Le poète erre, désabusé, dans des villes qu’il aime et exècre à la fois, y cherchant un spectacle susceptible d’égayer son désenchantement :

"C'est là que je vais marcher, morne comme les pêcheurs,
ne sachant plus si je rencontre horreur ou beauté,
ne sachant plus si vraiment j'avance dans ma ville, et si c'est bien elle, m'ayant vu naître,
moins grande, moins lourde, moins tapageuse,
qui s'étend là-bas, à la vitesse du songe, contagieuse,
scientifique,
et qui nous vaut au soir, sur le fleuve,
une pâleur du ciel maladive." (p. 10)

3. Cavales, I (2023)

En cette année 2023, trois décennies plus tard donc, Hervé Micolet a fait paraître, aux éditions de la Rumeur libre, un recueil intitulé Cavales, et qui s’annonce comme le premier volet d’un ensemble qui en comportera plusieurs.
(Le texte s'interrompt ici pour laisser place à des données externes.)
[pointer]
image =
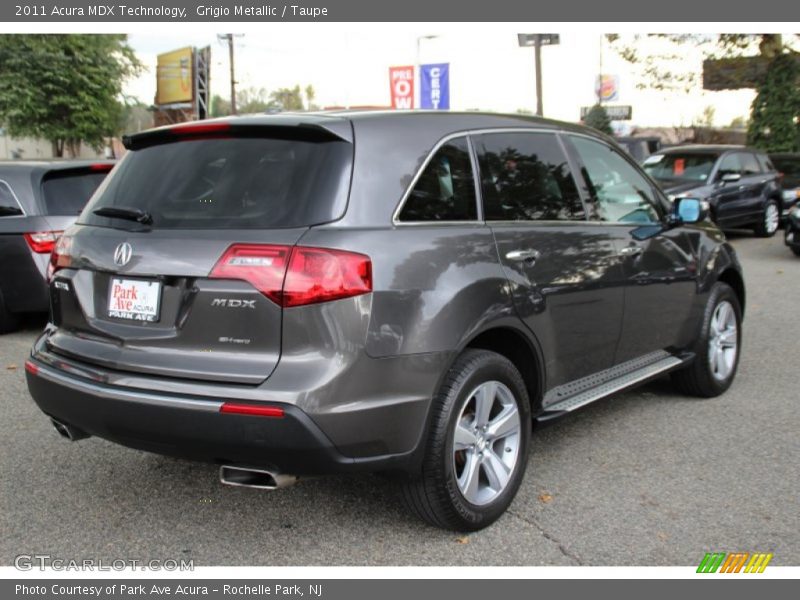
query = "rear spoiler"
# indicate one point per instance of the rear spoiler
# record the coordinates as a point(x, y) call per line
point(285, 129)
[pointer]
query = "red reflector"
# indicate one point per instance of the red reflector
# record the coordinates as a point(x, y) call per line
point(42, 242)
point(251, 409)
point(200, 128)
point(60, 256)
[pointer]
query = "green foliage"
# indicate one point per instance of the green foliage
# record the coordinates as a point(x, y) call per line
point(219, 106)
point(64, 88)
point(597, 117)
point(776, 109)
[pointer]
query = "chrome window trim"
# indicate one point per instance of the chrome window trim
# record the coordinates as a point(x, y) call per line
point(16, 199)
point(473, 160)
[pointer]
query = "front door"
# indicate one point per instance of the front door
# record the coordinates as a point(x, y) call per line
point(563, 272)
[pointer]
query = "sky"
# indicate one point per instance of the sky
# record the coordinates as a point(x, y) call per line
point(348, 66)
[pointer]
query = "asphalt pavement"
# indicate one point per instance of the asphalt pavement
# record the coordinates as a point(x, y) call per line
point(647, 477)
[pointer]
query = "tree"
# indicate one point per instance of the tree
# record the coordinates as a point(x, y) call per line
point(64, 88)
point(219, 106)
point(598, 118)
point(775, 113)
point(287, 98)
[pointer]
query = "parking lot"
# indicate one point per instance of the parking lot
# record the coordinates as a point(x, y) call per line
point(644, 478)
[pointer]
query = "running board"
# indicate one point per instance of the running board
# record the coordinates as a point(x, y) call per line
point(584, 391)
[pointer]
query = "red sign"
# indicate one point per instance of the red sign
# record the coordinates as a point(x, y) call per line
point(401, 83)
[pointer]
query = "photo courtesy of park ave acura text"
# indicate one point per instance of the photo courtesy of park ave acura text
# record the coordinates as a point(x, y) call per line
point(279, 289)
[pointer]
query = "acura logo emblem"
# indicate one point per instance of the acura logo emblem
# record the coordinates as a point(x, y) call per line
point(122, 255)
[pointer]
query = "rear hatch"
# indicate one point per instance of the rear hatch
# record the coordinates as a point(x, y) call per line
point(176, 266)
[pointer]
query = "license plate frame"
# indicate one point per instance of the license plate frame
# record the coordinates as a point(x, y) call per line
point(151, 290)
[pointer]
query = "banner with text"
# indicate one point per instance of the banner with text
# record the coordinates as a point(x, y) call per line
point(401, 82)
point(435, 86)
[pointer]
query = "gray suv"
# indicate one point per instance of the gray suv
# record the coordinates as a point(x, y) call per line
point(390, 291)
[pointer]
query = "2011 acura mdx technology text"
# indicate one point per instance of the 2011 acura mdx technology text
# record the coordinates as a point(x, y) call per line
point(398, 292)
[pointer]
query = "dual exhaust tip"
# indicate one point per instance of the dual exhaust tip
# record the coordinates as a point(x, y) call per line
point(255, 478)
point(236, 476)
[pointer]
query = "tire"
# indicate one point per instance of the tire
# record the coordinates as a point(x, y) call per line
point(770, 220)
point(714, 367)
point(8, 321)
point(436, 495)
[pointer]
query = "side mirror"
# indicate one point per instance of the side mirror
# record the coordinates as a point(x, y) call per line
point(730, 177)
point(690, 210)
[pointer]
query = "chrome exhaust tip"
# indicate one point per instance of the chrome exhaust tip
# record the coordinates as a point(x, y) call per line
point(68, 432)
point(255, 478)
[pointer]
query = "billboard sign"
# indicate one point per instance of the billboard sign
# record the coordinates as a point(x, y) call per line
point(175, 77)
point(435, 86)
point(401, 83)
point(607, 88)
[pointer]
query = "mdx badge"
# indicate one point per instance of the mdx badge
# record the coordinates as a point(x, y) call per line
point(233, 303)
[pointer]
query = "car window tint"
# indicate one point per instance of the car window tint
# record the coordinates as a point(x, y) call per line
point(67, 192)
point(445, 190)
point(729, 164)
point(526, 177)
point(749, 163)
point(620, 193)
point(7, 199)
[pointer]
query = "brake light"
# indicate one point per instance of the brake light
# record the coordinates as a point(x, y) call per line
point(42, 242)
point(254, 410)
point(200, 128)
point(299, 275)
point(60, 257)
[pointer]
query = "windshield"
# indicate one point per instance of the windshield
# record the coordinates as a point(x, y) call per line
point(229, 183)
point(684, 167)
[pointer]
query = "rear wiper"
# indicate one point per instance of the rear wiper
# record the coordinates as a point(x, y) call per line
point(9, 211)
point(121, 212)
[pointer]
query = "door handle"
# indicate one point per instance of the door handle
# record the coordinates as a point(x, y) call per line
point(631, 251)
point(528, 256)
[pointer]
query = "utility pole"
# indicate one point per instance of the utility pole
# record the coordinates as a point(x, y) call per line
point(537, 53)
point(229, 38)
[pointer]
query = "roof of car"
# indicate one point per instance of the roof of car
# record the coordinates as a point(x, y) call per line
point(52, 164)
point(705, 148)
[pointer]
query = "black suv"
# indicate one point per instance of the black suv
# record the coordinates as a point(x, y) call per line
point(38, 200)
point(740, 184)
point(389, 291)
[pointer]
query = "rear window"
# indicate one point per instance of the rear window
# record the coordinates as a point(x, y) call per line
point(66, 193)
point(230, 183)
point(683, 167)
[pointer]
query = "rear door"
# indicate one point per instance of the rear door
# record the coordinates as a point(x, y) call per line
point(658, 273)
point(192, 288)
point(564, 274)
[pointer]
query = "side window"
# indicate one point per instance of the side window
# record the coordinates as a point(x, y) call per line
point(766, 163)
point(620, 193)
point(525, 177)
point(730, 164)
point(750, 165)
point(445, 191)
point(8, 203)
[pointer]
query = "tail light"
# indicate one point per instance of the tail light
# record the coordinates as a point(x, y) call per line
point(299, 275)
point(60, 256)
point(42, 242)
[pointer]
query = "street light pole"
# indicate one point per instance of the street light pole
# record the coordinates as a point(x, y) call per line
point(418, 69)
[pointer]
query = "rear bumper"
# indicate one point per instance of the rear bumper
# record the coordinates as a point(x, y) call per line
point(194, 428)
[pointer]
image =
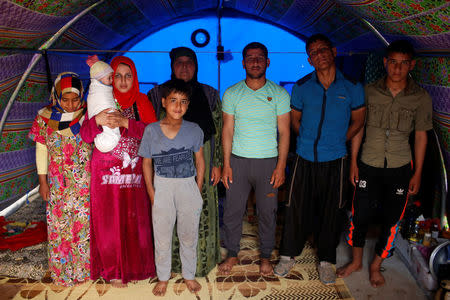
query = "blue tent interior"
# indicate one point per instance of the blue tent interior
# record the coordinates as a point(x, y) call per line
point(28, 28)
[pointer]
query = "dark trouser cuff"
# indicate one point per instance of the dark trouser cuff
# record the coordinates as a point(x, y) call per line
point(232, 253)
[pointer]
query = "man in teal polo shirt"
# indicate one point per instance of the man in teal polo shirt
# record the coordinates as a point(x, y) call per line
point(254, 110)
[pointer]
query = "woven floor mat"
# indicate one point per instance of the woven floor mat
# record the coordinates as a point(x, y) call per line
point(244, 282)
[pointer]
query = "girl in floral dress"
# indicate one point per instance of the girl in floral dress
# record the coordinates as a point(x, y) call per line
point(63, 166)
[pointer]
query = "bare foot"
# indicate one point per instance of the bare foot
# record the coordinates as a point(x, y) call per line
point(265, 267)
point(193, 285)
point(227, 265)
point(118, 283)
point(376, 278)
point(160, 288)
point(348, 269)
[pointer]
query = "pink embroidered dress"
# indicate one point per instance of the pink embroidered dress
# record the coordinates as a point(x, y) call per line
point(121, 231)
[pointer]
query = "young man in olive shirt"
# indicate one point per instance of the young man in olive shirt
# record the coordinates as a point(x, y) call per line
point(385, 176)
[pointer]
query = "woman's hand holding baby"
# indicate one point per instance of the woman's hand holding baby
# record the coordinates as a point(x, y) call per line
point(111, 119)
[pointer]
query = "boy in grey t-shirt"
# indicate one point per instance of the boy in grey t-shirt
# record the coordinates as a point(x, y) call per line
point(175, 193)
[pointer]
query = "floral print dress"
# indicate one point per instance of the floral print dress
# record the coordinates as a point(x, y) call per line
point(68, 205)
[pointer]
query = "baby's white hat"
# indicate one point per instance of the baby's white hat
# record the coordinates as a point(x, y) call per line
point(100, 69)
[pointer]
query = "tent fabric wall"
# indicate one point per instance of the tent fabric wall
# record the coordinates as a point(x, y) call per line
point(120, 24)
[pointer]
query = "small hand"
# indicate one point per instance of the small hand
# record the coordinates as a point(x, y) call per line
point(414, 184)
point(227, 175)
point(44, 191)
point(278, 177)
point(215, 175)
point(354, 174)
point(104, 118)
point(117, 119)
point(151, 194)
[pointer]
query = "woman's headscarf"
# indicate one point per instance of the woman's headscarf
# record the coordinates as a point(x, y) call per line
point(65, 123)
point(125, 100)
point(198, 110)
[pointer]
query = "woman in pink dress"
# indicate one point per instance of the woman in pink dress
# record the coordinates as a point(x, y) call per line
point(121, 231)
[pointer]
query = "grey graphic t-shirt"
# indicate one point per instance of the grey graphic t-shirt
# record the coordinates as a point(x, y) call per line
point(172, 158)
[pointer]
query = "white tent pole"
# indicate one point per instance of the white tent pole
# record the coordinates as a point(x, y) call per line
point(30, 196)
point(375, 31)
point(37, 57)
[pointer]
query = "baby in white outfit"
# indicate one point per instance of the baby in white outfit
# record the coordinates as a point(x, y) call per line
point(100, 98)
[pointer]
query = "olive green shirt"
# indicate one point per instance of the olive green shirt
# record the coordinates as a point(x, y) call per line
point(390, 121)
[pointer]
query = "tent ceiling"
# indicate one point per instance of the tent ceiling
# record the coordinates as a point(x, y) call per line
point(121, 23)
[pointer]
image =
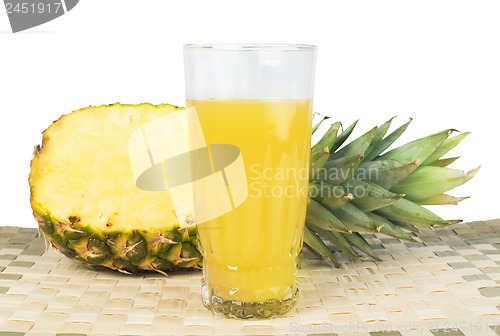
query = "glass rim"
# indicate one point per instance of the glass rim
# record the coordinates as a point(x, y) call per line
point(251, 47)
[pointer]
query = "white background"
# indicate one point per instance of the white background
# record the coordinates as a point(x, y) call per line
point(435, 61)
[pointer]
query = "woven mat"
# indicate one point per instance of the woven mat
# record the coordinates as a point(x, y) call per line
point(449, 285)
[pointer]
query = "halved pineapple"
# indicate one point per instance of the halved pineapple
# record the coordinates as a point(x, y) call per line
point(84, 196)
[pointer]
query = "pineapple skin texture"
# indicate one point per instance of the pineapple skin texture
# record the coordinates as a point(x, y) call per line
point(128, 247)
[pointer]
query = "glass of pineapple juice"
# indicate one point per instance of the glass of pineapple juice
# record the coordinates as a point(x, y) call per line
point(259, 99)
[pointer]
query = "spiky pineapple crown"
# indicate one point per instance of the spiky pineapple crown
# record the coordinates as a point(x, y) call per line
point(359, 188)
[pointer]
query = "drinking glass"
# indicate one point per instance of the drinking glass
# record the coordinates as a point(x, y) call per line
point(256, 100)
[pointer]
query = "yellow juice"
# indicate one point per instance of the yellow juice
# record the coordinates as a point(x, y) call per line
point(250, 252)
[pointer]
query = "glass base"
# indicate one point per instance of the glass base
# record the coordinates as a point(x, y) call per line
point(248, 310)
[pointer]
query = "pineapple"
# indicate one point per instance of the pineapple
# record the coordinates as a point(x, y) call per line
point(85, 200)
point(361, 187)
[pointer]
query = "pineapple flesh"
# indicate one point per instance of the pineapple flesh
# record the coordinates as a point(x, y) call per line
point(88, 207)
point(85, 199)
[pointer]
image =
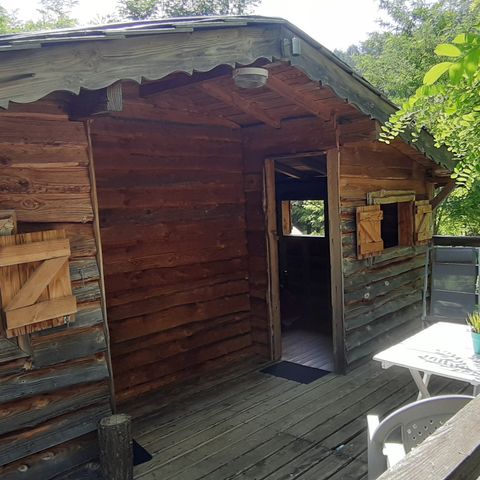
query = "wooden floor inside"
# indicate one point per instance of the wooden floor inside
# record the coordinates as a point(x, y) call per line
point(309, 348)
point(249, 425)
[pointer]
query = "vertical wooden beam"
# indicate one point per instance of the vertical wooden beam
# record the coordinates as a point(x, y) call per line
point(336, 257)
point(98, 242)
point(115, 444)
point(273, 291)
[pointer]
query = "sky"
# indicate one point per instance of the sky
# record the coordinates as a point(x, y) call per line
point(334, 23)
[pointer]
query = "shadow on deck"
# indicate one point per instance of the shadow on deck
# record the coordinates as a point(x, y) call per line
point(249, 425)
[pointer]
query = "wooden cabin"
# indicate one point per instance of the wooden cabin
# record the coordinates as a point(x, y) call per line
point(151, 200)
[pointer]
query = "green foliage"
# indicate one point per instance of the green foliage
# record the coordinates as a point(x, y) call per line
point(395, 59)
point(421, 36)
point(449, 107)
point(143, 9)
point(459, 213)
point(473, 319)
point(309, 216)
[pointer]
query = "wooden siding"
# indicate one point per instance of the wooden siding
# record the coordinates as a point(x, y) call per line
point(383, 294)
point(58, 392)
point(173, 230)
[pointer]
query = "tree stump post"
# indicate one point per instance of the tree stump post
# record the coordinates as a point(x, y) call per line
point(116, 453)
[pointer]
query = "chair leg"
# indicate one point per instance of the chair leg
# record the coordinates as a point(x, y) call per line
point(422, 387)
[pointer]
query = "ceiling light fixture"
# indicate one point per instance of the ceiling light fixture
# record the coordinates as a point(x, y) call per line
point(250, 77)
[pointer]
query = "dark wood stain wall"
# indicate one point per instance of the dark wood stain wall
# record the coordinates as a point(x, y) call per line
point(383, 295)
point(173, 230)
point(51, 400)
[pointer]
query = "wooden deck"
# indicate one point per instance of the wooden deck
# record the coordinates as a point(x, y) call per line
point(309, 348)
point(248, 425)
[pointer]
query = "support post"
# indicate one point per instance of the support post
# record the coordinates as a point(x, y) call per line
point(115, 442)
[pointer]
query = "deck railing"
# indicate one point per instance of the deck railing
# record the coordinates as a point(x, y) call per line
point(451, 453)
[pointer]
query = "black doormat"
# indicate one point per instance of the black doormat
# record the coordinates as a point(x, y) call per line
point(296, 372)
point(140, 455)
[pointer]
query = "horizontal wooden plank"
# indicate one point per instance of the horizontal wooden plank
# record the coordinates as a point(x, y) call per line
point(149, 156)
point(37, 155)
point(161, 277)
point(200, 239)
point(182, 361)
point(134, 178)
point(49, 207)
point(189, 294)
point(176, 334)
point(67, 345)
point(209, 366)
point(37, 382)
point(171, 196)
point(33, 252)
point(36, 131)
point(149, 355)
point(149, 216)
point(173, 259)
point(41, 311)
point(177, 316)
point(30, 412)
point(54, 180)
point(82, 240)
point(61, 459)
point(53, 432)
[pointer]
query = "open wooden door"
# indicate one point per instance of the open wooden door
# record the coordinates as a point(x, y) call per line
point(275, 229)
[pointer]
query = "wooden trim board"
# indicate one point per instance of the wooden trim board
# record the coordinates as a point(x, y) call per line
point(273, 292)
point(336, 258)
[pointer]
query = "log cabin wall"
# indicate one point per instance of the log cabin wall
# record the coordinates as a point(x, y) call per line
point(174, 244)
point(383, 294)
point(52, 398)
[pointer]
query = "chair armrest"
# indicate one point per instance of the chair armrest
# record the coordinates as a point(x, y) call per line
point(372, 423)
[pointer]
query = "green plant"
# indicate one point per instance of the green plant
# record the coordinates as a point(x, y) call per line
point(473, 319)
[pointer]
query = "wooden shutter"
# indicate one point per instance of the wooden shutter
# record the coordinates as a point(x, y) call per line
point(35, 281)
point(369, 234)
point(423, 222)
point(286, 217)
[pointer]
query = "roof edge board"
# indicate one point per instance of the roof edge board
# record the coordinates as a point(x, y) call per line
point(316, 61)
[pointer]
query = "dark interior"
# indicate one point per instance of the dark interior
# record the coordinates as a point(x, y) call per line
point(304, 265)
point(390, 225)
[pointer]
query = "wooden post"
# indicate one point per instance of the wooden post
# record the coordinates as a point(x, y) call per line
point(115, 441)
point(273, 294)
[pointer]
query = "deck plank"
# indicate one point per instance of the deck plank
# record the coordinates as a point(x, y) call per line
point(258, 427)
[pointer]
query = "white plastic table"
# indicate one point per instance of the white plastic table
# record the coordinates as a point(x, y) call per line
point(443, 349)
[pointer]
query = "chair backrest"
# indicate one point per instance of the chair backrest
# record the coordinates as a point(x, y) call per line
point(416, 421)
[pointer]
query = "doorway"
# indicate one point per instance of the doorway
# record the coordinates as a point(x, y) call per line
point(298, 206)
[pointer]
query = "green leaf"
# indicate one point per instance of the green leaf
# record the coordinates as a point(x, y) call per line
point(471, 61)
point(436, 72)
point(460, 39)
point(455, 73)
point(448, 50)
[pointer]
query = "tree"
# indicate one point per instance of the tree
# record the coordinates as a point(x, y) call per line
point(395, 58)
point(144, 9)
point(395, 61)
point(449, 105)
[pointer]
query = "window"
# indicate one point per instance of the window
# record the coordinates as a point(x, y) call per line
point(392, 219)
point(303, 217)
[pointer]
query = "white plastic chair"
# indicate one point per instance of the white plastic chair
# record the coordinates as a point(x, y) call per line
point(415, 422)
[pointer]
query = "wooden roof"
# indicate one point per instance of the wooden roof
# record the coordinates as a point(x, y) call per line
point(33, 65)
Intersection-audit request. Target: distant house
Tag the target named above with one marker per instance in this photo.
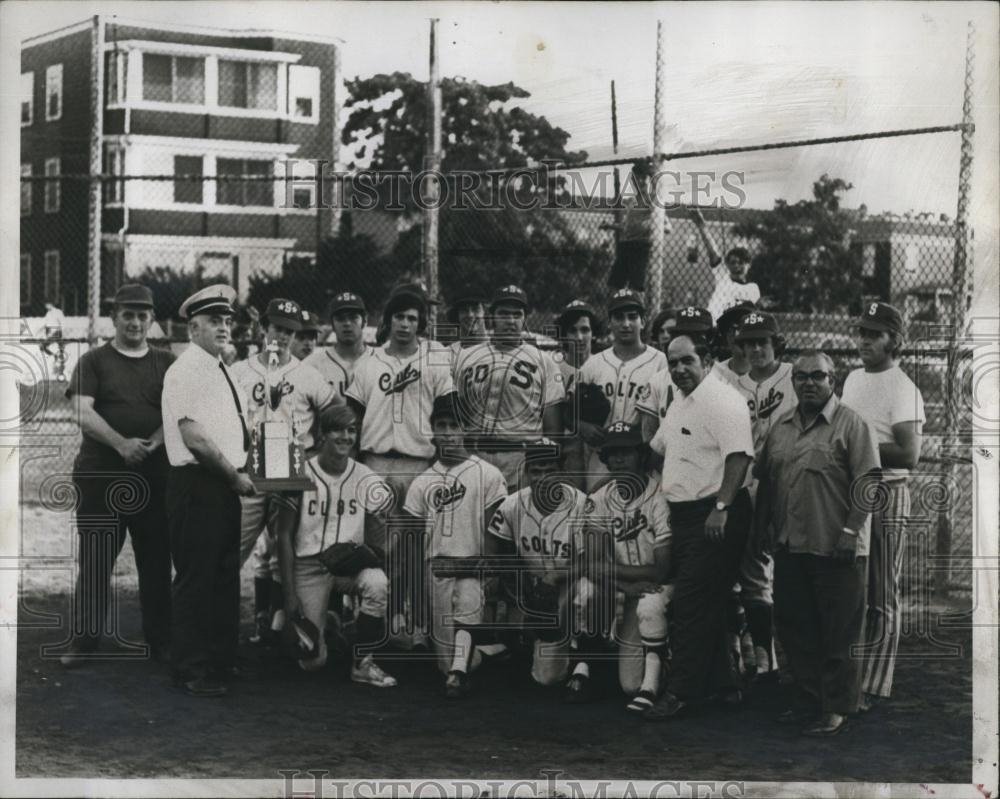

Ce recueil doit son titre au philosophe présocratique Parménide, comme Hervé Micolet l’a expliqué lors des Rencontres de paroles d’Aiglun. Intéressé par son discours, j’ai acheté ce recueil que je lirai à tête reposée et dont je vous parlerai prochainement. J’espère que les quelques extraits de ses œuvres plus anciennes, que j’ai feuilletées chez Patrick Quillier, vous donneront, comme à moi, l’envie de connaître davantage ce poète lyonnais.